Thursday, July 23, 2009

If I Were a Brel

These come and go on YouTube -- it's possible they originate in some other site that I haven't seen -- but there's currently a good selection of Jacques Brel performances with English subtitles.

Since the English versions of his songs don't usually do anything like justice to the original lyrics -- to be fair, a song like "La Valse a Mille Temps" is basically untranslatable, depending as it does on a series of elaborate puns -- this is the best way for an English-language audience to get to know Brel: his lyrics, his performances, and a running guide to what the lyrics mean.

Brel's almost over-the-top intensity as a performer took a bit of getting used to for me; I was used to his voice because my dad had his audio recordings in the house, but his broad acting of the songs took some getting used to. English-language performers of similar material -- songs that are vignettes about very specific characters, or dramatic musical character monologues -- tend to be more restrained, while Brel grimaces, gesticulates and sweats his way through his characters' lives. He's one of those performers who can literally change his appearance depending on what the song is about; sometimes he's good-looking, sometimes he's ugly, and it really depends on the song or even a moment within the song.

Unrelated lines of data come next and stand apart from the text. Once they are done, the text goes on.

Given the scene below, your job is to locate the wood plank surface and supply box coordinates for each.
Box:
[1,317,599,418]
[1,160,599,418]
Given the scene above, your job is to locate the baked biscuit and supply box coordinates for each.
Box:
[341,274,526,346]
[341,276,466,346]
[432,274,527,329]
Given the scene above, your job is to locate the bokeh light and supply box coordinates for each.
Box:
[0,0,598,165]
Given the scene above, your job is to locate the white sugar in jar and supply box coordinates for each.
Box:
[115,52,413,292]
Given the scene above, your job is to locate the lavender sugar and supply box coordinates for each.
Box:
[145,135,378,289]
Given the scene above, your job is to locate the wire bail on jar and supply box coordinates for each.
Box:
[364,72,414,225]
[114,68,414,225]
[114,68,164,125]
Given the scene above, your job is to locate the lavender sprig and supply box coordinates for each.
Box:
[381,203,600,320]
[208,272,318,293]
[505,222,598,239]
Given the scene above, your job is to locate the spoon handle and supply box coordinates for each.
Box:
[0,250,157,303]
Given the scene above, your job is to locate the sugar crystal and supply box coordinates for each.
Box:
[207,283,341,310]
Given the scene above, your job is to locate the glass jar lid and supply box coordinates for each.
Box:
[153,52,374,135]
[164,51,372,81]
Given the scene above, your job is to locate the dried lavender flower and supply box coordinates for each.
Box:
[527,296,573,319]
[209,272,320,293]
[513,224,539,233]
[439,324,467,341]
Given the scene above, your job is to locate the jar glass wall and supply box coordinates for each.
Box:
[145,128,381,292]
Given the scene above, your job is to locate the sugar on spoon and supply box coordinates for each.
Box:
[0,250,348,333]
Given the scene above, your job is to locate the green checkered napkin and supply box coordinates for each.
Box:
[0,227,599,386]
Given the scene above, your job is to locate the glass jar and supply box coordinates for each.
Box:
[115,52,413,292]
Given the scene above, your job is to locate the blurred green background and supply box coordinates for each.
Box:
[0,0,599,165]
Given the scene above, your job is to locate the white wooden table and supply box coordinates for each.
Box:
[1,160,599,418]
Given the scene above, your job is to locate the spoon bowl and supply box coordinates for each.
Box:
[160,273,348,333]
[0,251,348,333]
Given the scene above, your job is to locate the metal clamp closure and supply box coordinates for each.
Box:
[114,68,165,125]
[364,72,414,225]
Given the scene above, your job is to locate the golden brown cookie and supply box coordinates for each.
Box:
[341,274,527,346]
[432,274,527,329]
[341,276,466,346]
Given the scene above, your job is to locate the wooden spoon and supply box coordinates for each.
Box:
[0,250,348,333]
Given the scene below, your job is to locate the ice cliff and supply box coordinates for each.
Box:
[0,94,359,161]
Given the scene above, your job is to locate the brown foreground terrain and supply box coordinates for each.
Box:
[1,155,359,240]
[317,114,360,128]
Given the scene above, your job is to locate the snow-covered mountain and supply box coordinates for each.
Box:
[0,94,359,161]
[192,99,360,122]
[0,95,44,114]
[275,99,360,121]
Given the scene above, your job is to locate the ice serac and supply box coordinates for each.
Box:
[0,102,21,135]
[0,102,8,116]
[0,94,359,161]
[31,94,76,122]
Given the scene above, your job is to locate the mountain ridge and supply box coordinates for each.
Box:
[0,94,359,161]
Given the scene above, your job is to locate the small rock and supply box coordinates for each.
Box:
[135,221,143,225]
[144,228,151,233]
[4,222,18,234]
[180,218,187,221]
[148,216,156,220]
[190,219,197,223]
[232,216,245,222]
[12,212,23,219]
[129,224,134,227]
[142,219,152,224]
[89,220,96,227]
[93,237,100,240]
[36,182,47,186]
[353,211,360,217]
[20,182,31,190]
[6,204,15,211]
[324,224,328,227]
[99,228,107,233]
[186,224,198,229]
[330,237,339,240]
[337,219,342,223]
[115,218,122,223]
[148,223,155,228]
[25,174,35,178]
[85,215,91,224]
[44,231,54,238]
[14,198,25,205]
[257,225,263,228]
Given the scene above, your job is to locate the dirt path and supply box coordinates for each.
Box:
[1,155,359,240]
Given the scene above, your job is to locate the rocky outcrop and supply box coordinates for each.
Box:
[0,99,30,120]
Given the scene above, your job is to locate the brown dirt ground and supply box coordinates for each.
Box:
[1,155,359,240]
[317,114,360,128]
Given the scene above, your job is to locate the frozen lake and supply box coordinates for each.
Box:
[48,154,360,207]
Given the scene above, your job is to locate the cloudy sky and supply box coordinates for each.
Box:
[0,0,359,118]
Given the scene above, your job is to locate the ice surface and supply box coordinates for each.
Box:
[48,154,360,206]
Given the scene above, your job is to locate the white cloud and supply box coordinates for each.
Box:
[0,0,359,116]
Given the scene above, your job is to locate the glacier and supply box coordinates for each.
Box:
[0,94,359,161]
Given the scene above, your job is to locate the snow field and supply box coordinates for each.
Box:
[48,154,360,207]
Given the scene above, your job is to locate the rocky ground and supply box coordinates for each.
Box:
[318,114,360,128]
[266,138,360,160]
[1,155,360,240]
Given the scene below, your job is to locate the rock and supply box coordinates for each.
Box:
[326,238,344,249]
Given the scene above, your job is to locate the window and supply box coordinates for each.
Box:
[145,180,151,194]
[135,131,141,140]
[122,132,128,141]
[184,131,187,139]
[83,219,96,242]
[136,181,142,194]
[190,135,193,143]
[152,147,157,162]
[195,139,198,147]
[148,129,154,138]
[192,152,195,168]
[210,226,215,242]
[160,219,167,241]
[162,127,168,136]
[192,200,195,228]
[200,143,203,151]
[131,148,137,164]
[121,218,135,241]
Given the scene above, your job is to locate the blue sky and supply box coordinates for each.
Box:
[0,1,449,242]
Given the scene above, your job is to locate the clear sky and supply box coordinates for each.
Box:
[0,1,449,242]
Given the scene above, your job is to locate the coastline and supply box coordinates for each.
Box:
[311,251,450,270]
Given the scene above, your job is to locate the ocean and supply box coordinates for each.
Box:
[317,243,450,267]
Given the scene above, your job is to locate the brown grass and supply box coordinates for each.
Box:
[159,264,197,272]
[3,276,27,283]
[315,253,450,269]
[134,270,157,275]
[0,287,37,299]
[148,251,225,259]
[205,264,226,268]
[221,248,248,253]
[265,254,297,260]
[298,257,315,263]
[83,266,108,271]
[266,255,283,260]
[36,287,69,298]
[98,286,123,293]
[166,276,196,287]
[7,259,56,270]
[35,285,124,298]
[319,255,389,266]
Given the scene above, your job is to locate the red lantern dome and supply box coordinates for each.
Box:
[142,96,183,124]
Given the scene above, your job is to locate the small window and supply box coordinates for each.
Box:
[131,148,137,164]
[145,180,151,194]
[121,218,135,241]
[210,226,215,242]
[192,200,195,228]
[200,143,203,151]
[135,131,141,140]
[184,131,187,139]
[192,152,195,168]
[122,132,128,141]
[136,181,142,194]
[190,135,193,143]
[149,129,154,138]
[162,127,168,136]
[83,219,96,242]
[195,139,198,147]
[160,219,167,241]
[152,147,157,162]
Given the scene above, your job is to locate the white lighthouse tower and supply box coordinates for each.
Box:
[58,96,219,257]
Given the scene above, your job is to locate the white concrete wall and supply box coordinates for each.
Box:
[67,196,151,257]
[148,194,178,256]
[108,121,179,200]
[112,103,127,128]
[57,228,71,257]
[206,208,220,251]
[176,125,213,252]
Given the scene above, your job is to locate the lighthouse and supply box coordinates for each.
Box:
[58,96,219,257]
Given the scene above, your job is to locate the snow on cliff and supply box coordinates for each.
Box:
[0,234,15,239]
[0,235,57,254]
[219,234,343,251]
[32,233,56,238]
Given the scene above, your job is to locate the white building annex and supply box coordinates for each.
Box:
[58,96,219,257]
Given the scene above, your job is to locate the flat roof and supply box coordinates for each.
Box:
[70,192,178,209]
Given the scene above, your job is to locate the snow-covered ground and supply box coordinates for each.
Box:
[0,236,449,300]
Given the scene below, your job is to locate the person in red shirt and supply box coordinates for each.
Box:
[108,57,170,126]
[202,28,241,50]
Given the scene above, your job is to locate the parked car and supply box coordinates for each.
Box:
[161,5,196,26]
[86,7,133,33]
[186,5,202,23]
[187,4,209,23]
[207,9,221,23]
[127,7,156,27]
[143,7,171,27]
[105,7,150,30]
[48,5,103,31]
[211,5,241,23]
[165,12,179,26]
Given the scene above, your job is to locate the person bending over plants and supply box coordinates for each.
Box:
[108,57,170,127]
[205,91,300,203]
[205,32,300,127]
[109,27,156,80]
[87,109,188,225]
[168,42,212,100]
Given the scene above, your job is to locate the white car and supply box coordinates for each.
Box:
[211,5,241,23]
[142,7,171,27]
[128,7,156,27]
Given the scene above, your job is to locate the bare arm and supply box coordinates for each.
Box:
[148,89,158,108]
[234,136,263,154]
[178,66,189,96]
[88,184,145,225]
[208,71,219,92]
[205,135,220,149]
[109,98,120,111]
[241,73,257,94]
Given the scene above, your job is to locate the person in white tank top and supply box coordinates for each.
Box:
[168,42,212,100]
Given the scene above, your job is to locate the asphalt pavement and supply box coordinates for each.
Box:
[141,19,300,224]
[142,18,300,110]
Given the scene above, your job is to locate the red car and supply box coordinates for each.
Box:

You can see this in one of his best and best-remembered songs, sung by a man whose best friend has just been dumped by the woman he loved. The singer is uncomfortable seeing his friend crying in front of other people and starts babbling about various "guy" things they can do together; it's both a celebration of friendship and a satire of men who aren't comfortable expressing emotion to each other (long before that became a cliche).

Some of the Brel videos aren't concert performances; some appear to originate from TV shows, and there are a couple that were done on color film, the French equivalent of Scopitones, like "Rosa," a fairly straightforward coming-of-age song about how boys find girls more interesting than Latin.

Not all the subtitled videos have found their way onto this YouTube channel, but some can be found on other sites; here's a subtitled version of my favorite Brel patter song, "Vesoul," sort of a French-language version of a James Thurber scenario, about a man whose domineering wife is dragging him on a cross-country trip. I prefer the audio version, which is a patter song straight through, to this video version, which starts as a parody of classical singing and then becomes a patter song after the first verse. Still, once the first verse over, it shows off Brel's amazing ability as a patter singer, spitting out more words more quickly than anybody this side of Danny Kaye.